Estas características tienen profundas consecuencias funcionales. Las regiones variables de ambas cadenas pesada (VH) y ligera (VL) se encuentran en los "extremos" de la Y, en donde están colocadas para que reaccionen con el antígeno. Este extremo de la molécula es el lado en el que está localizado el N-terminal de la secuencia de aminoácidos. El tronco de la Y sobresale de tal modo que media de forma eficaz en las funciones efectoras, tales como la activación del complemento y la interacción con los receptores de Fc, o ADCC y ADCP. Sus dominios CH2 y CH3 sobresalen para facilitar la interacción con proteínas efectoras. El C-terminal de la secuencia de aminoácidos se localiza en el lado opuesto del extremo, que puede denominarse "parte baja" de la Y. La estructura de una IgG1 intacta se ilustra en la figura 1a.

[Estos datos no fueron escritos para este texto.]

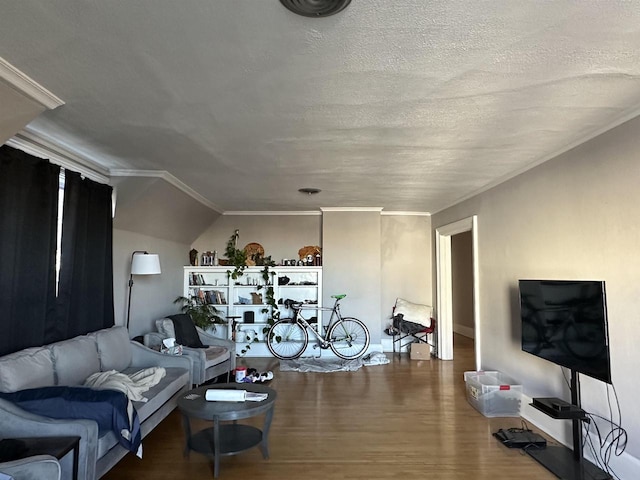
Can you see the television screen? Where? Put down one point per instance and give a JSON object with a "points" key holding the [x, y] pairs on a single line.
{"points": [[565, 322]]}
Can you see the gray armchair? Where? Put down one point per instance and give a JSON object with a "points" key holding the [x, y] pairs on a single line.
{"points": [[38, 467], [217, 359]]}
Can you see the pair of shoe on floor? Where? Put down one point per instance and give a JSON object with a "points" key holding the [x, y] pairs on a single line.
{"points": [[254, 376]]}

En los anticuerpos se encuentran dos tipos de cadenas ligeras, denominadas lambda (A) y kappa (K) . Una inmunoglobulina concreta tiene cadenas K o cadenas A, nunca una de cada. No se han descubierto diferencias funcionales entre los anticuerpos que tienen cadenas ligeras A o K.
La organización estructural de los monómeros de la principal clase de inmunoglobulinas humanas se muestra en la figura 1b. Las clases se diferencian en la composición y en la secuencia de sus respectivas cadenas pesadas. Ambas IgM e IgE carecen de una región bisagra pero cada una contiene un dominio de cadena pesada adicional (CH4) . El número y las localizaciones de los enlaces disulfuro (líneas) que conectan las cadenas se diferencian entre los isotipos. También se diferencian en la distribución de los grupos carbohidratos N-conectados, que se muestran simbólicamente como círculos.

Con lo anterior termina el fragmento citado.